DALIL TENTANG GHARAR

Larangan transaksi yang mengandung ketidakjelasan berlebihan

Hadis

Rasulullah ﷺ melarang:

بَيْعَ الْغَرَرِ

jual beli yang mengandung gharar (ketidakpastian/ketidakjelasan yang merugikan).

Sumber: Ṣaḥīḥ Muslim no. 1513. 

Pemahaman

Gharar berkaitan dengan adanya ketidakjelasan signifikan terhadap objek, harga, kemampuan menyerahkan objek, atau konsekuensi akad, sehingga membuka peluang sengketa atau eksploitasi.

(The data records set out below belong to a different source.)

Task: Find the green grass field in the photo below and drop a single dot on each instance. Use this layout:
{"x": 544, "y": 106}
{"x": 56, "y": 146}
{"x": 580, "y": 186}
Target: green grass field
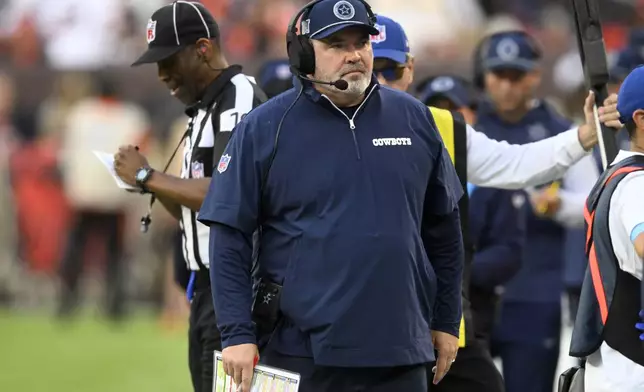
{"x": 38, "y": 354}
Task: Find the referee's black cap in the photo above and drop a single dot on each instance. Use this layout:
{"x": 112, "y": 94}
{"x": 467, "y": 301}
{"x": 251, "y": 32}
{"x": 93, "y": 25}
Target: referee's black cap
{"x": 175, "y": 26}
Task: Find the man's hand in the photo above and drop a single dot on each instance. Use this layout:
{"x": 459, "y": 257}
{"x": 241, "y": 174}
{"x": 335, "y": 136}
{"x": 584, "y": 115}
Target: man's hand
{"x": 546, "y": 202}
{"x": 126, "y": 163}
{"x": 239, "y": 362}
{"x": 447, "y": 346}
{"x": 608, "y": 115}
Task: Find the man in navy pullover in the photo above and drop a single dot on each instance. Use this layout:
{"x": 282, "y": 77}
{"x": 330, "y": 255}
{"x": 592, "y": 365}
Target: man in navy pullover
{"x": 356, "y": 201}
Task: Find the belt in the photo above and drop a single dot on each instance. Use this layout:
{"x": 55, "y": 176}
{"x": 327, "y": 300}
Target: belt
{"x": 199, "y": 281}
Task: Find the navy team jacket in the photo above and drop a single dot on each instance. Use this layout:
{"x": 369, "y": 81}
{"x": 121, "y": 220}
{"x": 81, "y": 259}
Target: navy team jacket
{"x": 359, "y": 223}
{"x": 497, "y": 228}
{"x": 540, "y": 277}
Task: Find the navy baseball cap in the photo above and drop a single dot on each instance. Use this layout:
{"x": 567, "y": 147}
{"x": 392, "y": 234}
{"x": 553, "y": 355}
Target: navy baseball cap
{"x": 451, "y": 87}
{"x": 391, "y": 41}
{"x": 510, "y": 50}
{"x": 630, "y": 97}
{"x": 175, "y": 26}
{"x": 330, "y": 16}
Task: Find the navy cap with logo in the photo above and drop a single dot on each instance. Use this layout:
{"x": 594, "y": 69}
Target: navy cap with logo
{"x": 453, "y": 88}
{"x": 630, "y": 97}
{"x": 391, "y": 41}
{"x": 510, "y": 50}
{"x": 330, "y": 16}
{"x": 175, "y": 26}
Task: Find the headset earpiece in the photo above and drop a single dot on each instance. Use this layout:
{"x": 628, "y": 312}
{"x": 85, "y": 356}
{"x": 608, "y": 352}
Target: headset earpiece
{"x": 299, "y": 48}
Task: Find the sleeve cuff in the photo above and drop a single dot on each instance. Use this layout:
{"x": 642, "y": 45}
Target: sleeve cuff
{"x": 450, "y": 328}
{"x": 237, "y": 339}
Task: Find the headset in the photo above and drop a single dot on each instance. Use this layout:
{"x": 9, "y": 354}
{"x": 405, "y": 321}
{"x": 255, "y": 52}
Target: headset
{"x": 478, "y": 77}
{"x": 301, "y": 55}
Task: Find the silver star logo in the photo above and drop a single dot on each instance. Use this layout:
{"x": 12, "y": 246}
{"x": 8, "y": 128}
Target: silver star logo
{"x": 344, "y": 10}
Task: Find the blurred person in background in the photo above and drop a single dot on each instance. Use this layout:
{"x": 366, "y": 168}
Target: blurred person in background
{"x": 488, "y": 163}
{"x": 8, "y": 143}
{"x": 497, "y": 229}
{"x": 184, "y": 42}
{"x": 529, "y": 327}
{"x": 68, "y": 88}
{"x": 74, "y": 34}
{"x": 102, "y": 123}
{"x": 275, "y": 77}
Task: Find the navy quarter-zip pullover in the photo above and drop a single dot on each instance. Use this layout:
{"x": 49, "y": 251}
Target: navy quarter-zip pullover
{"x": 359, "y": 223}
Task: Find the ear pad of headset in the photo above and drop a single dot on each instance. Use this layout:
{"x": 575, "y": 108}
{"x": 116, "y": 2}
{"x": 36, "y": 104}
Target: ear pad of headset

Dalam transaksi modern, prinsip ini relevan terhadap:

  • objek yang tidak jelas; 
  • spesifikasi barang tidak lengkap; 
  • harga tidak jelas; 
  • waktu penyerahan tidak pasti; 
  • hak dan kewajiban yang kabur; 
  • kontrak yang sangat asimetris. 

Namun, tidak setiap ketidakpastian otomatis menjadi gharar yang membatalkan akad. Para fuqaha membedakan antara:

  • ketidakpastian kecil yang ditoleransi; 
  • dan ketidakpastian dominan yang merusak kejelasan akad.